Hog and chicken manure is rich in phosphorus and nitrogen - two nutrients suspected of speeding pfiesteria's evolution from a quiet, bottom-dwelling microorganism to an aggressive fish predator.

Since state governments across the region mostly ask farmers to voluntarily comply with manure controls, environmentalists, led by the Chesapeake Bay Foundation, say the time has come to start considering tougher strategies for curbing this pollution source.

Late summer is probably the most stressful time for fish in the Bay. Water temperatures are high, dissolved oxygen is low, fishermen are out in strength, and pollutants washing off farms, back yards and city streets tend to spark algae blooms.

And parasites and microorganisms are most active. The black drum caught Sunday suffered from a bacterial infection of unknown origin, but Vogelbein said there was no evidence the cause was pfiesteria.

``Although it was a terrible-looking animal, it still was healthy enough to feed,'' he said.

One summer parasite, called a copepod, burrows into the tissue of a fish and rides around with its body parts flapping in the water.

``Quite a remarkable - but pretty disgusting - creature,'' Vogelbein said of the copepod.

It's this parasite that researchers found in two large, lesion-covered menhaden caught last week in Folly Creek, on the seaside of Virginia's Eastern Shore.

The fish were originally thought to be suffering from pfiesteria, and scientists combed Folly Creek last week in search of other, similarly stressed fish for testing.

They found one with abrasions caused by a fishing net, and another pocked by a still-unexplained lesion near its anal fin, according to the state Department of Environmental Quality, which led the Folly Creek hunt.

In May, just after reports first surfaced of lesion-covered fish on the Maryland side of the Pocomoke River, anglers near the Eastern Shore town of Cape Charles netted several striped bass with red sores on their bodies.

The Virginia Marine Resources Commission whisked the bass to VIMS, which quickly determined that the fish were suffering from a condition called lymphocystis, which does not harm the fish nor the humans who may eat one.

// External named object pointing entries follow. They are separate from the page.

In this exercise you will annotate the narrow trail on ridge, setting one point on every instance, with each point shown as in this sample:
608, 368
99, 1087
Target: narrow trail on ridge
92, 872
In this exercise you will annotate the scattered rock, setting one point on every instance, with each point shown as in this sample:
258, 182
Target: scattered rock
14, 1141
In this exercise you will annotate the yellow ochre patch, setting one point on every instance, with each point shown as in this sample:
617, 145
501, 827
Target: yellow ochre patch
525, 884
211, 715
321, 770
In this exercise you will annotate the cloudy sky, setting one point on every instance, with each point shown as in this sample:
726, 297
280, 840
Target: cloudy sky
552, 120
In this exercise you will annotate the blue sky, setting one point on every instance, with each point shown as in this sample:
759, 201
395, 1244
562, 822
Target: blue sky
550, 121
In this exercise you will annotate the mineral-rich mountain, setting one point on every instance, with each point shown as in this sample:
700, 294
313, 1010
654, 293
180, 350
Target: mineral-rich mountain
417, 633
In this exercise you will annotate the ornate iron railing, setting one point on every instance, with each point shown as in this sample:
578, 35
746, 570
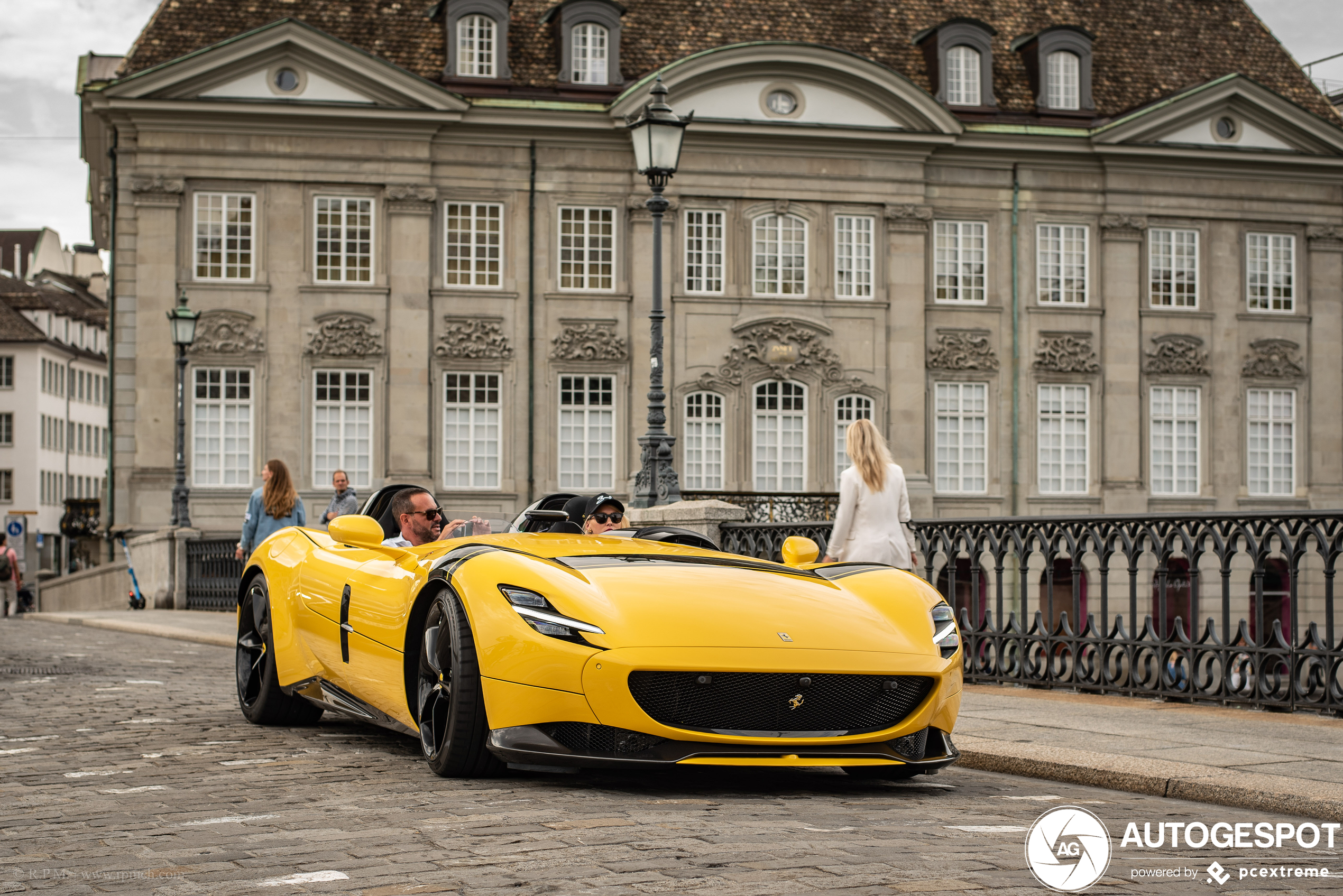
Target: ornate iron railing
1263, 586
213, 574
767, 507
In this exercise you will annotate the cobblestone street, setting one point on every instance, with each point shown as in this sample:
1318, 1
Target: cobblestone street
125, 766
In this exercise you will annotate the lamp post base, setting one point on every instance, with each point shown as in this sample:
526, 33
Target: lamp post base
657, 482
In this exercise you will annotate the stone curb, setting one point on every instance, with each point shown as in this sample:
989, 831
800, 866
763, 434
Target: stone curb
136, 628
1155, 777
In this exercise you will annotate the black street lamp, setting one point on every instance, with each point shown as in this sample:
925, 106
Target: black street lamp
183, 323
657, 136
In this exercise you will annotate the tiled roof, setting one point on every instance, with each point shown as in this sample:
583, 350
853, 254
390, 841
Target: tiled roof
1145, 49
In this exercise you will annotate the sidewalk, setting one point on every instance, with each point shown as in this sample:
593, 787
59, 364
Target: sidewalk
1275, 762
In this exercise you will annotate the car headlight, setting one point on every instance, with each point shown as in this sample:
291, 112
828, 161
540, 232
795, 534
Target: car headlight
544, 618
944, 633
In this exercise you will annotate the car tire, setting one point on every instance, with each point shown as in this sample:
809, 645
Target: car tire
260, 695
449, 696
883, 773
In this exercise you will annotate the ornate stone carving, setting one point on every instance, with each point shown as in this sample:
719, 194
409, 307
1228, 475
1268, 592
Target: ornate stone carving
1177, 354
158, 184
588, 341
411, 194
962, 349
1274, 359
344, 335
784, 346
908, 217
1067, 354
226, 332
473, 338
1135, 224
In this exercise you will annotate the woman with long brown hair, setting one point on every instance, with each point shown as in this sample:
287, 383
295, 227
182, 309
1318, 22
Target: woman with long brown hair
873, 504
272, 508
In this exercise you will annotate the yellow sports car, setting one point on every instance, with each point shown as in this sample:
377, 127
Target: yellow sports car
555, 652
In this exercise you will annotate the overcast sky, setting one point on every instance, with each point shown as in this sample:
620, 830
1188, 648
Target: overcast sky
41, 41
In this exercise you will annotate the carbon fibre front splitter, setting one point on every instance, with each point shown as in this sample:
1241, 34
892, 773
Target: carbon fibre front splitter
530, 747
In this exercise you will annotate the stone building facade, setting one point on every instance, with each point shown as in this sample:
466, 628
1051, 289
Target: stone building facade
1081, 265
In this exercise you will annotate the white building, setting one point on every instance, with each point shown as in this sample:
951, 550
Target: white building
53, 410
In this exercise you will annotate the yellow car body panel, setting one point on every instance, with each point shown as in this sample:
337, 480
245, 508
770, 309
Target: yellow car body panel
342, 616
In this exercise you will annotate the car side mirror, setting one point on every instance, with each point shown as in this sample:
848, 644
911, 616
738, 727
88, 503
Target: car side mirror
356, 531
798, 550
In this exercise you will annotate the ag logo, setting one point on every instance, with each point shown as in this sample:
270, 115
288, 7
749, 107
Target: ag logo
1068, 849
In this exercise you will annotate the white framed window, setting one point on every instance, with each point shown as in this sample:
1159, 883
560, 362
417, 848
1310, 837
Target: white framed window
848, 409
473, 252
1270, 272
590, 54
1271, 449
343, 246
963, 77
476, 48
853, 256
703, 252
781, 256
1063, 88
703, 441
1175, 423
223, 225
343, 426
1173, 267
587, 432
1061, 264
1063, 440
587, 249
472, 430
961, 437
222, 426
781, 436
959, 257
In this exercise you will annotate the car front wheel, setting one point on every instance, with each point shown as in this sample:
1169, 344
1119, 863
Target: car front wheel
449, 696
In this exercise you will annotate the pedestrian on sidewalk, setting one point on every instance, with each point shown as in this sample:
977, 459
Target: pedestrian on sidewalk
272, 508
10, 579
344, 502
873, 504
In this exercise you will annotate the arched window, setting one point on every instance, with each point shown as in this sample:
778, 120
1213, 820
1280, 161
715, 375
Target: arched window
963, 77
476, 48
781, 436
848, 409
781, 256
703, 441
590, 54
1064, 80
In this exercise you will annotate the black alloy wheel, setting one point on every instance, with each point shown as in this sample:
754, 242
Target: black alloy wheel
258, 689
449, 696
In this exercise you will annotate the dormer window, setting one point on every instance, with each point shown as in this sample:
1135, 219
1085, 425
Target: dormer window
476, 48
1061, 77
477, 38
588, 34
1059, 66
963, 77
961, 62
588, 54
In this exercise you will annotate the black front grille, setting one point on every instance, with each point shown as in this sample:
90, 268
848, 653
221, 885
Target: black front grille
778, 704
586, 738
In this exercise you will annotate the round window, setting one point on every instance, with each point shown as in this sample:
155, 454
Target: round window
781, 103
287, 80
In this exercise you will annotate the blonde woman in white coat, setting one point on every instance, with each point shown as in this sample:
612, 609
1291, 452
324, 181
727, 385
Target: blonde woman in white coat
873, 504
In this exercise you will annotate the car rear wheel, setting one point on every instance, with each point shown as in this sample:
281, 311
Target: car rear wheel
883, 773
258, 689
449, 696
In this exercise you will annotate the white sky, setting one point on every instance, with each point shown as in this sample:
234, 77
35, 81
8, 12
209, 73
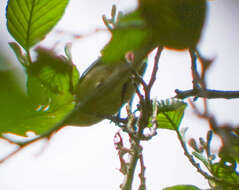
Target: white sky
85, 158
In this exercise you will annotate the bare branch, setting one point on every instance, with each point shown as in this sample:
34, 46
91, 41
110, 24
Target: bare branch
206, 93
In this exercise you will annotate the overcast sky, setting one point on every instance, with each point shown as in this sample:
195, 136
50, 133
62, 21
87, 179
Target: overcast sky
85, 158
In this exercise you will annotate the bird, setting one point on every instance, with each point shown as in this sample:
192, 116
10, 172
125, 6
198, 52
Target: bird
103, 89
175, 24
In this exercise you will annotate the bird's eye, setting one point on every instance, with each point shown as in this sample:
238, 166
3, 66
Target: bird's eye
98, 84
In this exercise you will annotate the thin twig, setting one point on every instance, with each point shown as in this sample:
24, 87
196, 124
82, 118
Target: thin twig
206, 93
142, 173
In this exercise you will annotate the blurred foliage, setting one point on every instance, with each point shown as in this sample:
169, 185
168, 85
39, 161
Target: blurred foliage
182, 187
29, 21
49, 96
52, 81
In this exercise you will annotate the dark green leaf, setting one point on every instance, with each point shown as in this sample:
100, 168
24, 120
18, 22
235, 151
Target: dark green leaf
51, 81
170, 114
22, 58
29, 21
182, 187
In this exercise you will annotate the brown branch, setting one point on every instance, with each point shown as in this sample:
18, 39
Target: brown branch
207, 93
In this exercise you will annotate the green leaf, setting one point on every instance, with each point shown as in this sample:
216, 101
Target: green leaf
29, 21
21, 57
55, 73
129, 34
182, 187
170, 114
202, 158
225, 172
51, 81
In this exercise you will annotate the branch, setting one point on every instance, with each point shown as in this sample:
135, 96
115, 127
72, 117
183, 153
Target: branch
206, 93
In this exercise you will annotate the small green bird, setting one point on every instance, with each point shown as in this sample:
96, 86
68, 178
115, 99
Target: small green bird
175, 24
102, 91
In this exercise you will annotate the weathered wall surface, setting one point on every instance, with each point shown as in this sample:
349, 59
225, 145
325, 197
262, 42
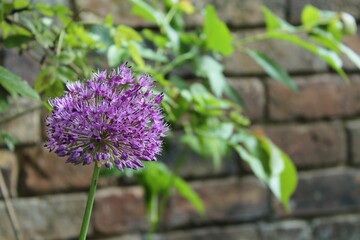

``What people need to know is that there's a hundred things that cause lesions and abrasions on fish,'' said Jack Travelstead, Virginia's director of saltwater fisheries.

``We encourage reporting (of troubled fish), but let's not panic; it's not automatically pfiesteria. We're not even sure if we have pfiesteria,'' Travelstead said.

Part of the fear over pfiesteria is that it can harm humans who come in contact with it. In closing about eight miles of the Pocomoke River to swimming, fishing and crabbing last Friday, the governors of Maryland and Virginia pointed to a medical report that linked pfiesteria to the illness of 13 Marylanders exposed to the river.

The victims, watermen and state workers, suffered slight memory loss, nausea and fatigue. They continue to be treated for their symptoms of pfiesteria exposure.

On Wednesday, Virginia officials continued to report widespread compliance with the Pocomoke's closure and said Virginia Marine Patrol officers will maintain a 24-hour surveillance of the lower parts of the river until scientists determine that the water is again safe.

More than 12,000 fish, mostly menhaden, have died in the lower Pocomoke during the outbreak, although none has been reported dead since Aug. 26, when about 2,000 perished on the Virginia side of the river.